SWIG, Modulator, BGEN, etc. - which? (Re: swig or not to swig ?)

Randall Hopper aa8vb at vislab.epa.gov
Tue Apr 6 11:19:50 EDT 1999


Darrell:
 |> I'm also interested in what wrapping options folks like best.
 |> Roll-your-own, SWIG, Modulator, BGEN?  (Do others not listed exist for
 |UNIX?)
 |
 |These are the only options I've found. I just started playing with Modulator
 |and it will very much simplify a Roll-your-own approach. BGEN is my next
 |option to try.
 |
 |I believe that BGEN is the only one that tries to parse .h files, which
 |sounds like what you want.
 |I'll let you know how it goes.

Thanks.  I'd appreciate that.

BTW, SWIG parses header files as well.  Of the 3, it is the only one I've
used, and I haven't spent a lot of time with it yet.

     It does a good bit, and it supports generating a Python "shadow class"
for structures it encounters which can be convenient.  Also, once you get
the .i file cooked, ideally you can generate wrappers for Python, Perl,
Tcl, and others coming down the pike no more modificiation.

     Of the 2 small C libraries I've wrapped for Python thus far, I had to
augment it's default behavior in a couple ways by customizing the
SWIG configuration (.i) file for the libraries:

  1) For struct parameters, explicitly define wrapper "constructor" and
     "destructor" methods for the struct.  These are exposed as new
     functions that are named new_<struct> and delete_<struct>.
        
  2) Define access routines in the wrapper for struct members.
     (These communicate errors to exception wrappers using an ad-hoc
     wrapper-module-scope variable.)

  3) Define a number of exception wrappers to turn C function errors
     and even wrapper function errors into script language exceptions.

     (Unfortunately, new functions defined in the wrapper can't throw their
     own exceptions.  They have to communicate these out-of-line to
     exception wrappers which then trigger the scripting language
     exceptions.)

  4) Define which function parameter names are output parameters.

  5) Double wrap functions which return values in arguments and 
     success/failure in the return value, so I can get a tuple in Python.
     
     E.g.:   %apply float *OUTPUT { float *x, float *y };
             int GetPoint( struct S *s, int *x, int *y )

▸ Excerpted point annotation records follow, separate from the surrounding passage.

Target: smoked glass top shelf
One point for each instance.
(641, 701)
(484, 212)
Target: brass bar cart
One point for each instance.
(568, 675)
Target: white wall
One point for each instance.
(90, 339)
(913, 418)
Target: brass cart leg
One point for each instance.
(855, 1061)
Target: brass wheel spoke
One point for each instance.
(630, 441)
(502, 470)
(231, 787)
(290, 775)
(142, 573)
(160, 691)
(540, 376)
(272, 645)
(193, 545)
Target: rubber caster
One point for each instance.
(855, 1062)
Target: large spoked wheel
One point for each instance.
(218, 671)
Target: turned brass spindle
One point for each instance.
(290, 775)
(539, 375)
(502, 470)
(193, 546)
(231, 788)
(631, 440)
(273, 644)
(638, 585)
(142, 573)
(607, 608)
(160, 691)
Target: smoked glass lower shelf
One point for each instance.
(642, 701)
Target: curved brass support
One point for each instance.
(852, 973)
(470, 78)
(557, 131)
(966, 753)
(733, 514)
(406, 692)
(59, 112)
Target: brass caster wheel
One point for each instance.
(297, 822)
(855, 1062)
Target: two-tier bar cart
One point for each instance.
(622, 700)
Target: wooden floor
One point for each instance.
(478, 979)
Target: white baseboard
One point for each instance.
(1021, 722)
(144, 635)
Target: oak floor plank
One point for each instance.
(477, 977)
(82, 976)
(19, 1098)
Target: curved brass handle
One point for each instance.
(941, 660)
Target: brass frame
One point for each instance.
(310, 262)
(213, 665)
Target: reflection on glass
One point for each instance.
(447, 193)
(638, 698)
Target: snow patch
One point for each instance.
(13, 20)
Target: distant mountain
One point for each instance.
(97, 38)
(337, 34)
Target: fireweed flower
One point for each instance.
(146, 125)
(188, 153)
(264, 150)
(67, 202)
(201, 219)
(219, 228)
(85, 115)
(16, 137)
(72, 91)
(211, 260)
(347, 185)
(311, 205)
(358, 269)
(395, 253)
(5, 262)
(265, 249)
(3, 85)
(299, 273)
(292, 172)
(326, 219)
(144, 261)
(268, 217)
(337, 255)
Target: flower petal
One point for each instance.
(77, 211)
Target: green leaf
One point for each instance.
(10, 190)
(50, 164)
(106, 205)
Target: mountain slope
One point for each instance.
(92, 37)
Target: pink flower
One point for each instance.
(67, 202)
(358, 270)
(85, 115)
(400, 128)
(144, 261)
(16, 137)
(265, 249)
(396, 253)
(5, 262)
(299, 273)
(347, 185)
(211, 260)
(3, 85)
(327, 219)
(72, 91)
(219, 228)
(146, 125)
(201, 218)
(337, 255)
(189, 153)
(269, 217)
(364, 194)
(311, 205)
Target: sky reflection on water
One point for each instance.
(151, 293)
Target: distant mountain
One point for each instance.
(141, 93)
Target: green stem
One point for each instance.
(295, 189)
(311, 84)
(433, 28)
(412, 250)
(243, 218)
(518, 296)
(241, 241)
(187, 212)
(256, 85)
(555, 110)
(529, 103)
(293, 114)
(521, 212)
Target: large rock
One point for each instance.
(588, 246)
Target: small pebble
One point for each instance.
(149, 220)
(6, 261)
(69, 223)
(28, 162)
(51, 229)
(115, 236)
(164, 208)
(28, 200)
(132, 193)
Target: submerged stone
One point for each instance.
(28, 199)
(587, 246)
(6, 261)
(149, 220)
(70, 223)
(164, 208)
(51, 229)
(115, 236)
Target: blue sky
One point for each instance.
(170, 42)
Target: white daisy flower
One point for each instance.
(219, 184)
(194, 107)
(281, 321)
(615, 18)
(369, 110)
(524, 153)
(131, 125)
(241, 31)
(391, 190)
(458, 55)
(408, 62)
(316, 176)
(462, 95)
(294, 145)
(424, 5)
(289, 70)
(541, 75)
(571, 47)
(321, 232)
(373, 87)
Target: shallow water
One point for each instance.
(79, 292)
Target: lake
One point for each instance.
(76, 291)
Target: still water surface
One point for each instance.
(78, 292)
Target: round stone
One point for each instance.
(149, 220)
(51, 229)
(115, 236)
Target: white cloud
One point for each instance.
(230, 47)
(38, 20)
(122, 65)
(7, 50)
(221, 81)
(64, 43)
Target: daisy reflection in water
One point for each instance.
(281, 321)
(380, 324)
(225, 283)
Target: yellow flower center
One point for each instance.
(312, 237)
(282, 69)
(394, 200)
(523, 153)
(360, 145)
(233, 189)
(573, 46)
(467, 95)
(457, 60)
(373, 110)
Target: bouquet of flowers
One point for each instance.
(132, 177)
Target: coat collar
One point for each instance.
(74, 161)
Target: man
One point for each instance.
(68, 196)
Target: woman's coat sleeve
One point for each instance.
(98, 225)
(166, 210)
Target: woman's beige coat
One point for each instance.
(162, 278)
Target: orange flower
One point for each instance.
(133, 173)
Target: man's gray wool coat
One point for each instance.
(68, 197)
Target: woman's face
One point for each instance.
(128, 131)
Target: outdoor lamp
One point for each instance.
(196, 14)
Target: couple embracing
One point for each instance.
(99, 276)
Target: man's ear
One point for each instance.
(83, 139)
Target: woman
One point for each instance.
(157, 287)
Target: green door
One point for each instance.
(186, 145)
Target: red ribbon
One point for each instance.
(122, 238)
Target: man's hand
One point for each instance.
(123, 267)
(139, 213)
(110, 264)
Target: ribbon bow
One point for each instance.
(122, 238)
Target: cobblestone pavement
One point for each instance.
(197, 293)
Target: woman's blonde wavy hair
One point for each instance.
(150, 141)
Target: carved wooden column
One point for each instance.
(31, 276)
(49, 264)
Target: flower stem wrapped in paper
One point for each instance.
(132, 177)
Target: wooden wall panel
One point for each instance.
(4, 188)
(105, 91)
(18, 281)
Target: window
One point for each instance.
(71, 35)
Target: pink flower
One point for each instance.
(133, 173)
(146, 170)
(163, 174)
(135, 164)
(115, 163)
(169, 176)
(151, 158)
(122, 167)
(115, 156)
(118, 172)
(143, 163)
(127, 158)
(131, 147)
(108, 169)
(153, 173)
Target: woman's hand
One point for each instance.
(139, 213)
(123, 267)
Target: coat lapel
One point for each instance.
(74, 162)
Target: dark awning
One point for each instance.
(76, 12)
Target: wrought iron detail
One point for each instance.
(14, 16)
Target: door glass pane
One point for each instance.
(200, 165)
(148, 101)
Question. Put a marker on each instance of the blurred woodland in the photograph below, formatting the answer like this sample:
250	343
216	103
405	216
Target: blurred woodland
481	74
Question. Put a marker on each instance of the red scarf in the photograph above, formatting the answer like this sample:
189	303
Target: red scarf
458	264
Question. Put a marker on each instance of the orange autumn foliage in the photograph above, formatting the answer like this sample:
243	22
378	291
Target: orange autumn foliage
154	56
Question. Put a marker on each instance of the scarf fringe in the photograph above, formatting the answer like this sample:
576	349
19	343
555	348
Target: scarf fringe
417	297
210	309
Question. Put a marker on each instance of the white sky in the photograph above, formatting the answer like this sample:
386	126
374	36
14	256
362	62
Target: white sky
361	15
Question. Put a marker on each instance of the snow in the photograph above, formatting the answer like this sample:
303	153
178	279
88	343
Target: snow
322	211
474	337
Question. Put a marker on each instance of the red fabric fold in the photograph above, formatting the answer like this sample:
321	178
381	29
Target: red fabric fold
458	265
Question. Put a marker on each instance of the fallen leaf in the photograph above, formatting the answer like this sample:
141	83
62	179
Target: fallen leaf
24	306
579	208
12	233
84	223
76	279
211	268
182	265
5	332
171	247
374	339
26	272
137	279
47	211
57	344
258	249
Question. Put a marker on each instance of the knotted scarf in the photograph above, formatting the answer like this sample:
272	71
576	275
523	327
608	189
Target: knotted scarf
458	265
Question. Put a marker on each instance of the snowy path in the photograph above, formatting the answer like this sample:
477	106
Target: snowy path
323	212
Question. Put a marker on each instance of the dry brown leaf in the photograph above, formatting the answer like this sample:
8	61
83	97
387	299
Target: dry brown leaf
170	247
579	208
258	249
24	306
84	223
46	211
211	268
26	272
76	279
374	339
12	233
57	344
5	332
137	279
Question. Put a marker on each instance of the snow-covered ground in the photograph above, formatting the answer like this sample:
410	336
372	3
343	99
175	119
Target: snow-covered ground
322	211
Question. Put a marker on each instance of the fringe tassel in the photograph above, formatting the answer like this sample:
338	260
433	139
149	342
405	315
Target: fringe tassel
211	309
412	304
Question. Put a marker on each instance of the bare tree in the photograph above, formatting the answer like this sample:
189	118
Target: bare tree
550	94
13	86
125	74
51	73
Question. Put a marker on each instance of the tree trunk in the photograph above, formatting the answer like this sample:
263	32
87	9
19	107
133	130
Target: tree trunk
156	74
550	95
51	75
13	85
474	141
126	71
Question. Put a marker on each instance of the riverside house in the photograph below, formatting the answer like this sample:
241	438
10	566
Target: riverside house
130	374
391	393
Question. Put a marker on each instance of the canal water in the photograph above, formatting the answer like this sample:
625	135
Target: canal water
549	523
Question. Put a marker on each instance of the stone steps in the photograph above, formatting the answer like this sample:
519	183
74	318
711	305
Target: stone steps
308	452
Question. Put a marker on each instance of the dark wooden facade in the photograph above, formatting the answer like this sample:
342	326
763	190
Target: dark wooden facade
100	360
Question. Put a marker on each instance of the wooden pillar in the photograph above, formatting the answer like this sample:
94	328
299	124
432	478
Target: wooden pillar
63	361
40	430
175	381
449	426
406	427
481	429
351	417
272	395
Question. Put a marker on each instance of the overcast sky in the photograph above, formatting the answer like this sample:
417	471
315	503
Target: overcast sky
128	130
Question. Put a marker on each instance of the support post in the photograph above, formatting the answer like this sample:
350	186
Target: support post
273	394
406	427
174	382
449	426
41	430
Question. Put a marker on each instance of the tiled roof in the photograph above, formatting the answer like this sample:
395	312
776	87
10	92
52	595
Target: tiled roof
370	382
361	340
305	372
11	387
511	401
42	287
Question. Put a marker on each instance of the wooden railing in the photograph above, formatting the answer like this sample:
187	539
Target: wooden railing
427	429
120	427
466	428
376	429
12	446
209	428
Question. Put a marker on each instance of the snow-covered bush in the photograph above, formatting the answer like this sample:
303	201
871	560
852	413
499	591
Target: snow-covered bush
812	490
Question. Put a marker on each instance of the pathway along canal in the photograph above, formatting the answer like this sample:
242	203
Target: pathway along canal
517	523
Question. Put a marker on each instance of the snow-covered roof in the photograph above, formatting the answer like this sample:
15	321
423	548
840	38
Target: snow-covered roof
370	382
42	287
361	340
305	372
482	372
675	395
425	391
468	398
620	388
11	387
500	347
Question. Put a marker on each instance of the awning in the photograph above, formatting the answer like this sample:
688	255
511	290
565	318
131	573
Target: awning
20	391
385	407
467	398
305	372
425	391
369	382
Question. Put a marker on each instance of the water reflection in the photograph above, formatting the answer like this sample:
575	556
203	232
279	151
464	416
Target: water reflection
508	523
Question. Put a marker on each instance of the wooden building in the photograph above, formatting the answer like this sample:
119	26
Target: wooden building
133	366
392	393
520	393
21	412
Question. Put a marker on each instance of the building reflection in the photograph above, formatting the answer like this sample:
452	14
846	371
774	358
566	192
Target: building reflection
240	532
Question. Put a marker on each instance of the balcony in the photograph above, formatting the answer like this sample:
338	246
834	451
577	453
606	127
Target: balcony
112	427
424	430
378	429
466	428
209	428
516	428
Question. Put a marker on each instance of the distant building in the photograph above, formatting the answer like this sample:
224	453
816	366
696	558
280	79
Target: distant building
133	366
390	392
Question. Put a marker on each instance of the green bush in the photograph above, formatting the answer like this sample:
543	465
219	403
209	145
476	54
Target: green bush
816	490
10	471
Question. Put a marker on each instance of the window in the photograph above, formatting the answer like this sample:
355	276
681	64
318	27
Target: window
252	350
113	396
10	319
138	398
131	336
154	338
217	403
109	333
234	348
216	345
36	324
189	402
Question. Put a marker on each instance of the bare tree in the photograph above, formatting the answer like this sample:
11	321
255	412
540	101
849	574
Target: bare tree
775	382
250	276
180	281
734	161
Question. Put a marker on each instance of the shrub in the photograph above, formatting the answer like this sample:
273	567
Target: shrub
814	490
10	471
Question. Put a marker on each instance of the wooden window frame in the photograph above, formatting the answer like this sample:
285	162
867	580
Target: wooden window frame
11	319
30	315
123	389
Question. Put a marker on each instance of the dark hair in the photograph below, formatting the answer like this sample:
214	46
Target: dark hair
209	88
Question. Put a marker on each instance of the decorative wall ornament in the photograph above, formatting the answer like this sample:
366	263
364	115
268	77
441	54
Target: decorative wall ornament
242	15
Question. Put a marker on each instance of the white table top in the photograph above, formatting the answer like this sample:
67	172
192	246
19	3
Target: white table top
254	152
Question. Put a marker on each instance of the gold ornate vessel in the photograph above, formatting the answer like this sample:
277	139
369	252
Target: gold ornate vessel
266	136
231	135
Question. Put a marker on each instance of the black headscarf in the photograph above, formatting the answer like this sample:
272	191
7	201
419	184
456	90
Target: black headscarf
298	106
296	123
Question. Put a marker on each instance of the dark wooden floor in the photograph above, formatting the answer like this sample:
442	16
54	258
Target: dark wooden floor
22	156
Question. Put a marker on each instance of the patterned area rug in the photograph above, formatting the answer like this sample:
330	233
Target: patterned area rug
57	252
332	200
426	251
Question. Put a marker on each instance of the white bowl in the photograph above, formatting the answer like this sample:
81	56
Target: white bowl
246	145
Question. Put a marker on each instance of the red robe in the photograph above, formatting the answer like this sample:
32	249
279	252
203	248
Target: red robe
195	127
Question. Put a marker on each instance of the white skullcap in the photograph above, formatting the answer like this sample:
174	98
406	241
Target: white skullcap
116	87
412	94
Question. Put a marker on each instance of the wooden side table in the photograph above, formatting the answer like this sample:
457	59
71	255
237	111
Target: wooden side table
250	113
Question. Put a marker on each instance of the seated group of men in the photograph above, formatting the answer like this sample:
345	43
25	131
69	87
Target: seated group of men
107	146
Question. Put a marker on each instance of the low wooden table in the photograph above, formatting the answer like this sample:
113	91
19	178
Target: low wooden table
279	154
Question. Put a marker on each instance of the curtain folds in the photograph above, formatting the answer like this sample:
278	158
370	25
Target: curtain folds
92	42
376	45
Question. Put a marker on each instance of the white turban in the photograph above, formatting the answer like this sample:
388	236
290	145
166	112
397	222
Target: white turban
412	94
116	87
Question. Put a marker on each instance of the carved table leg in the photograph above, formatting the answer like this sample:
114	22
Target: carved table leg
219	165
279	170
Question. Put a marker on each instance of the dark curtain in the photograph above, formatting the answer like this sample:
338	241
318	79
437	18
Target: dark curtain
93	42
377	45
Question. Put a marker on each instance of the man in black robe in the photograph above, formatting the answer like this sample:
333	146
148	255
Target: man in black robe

     By default this returns a 3-tuple.  We don't care about the function
     return value in Python (it's translated into an exception by the
     exception wrapper) so we must double-wrap to toss it.

It works.  However, there is enough non-trivial wrapper code (123 lines for
one of these libraries; a maintenance issue) that I thought it'd be
worthwhile to survey what other options are out there.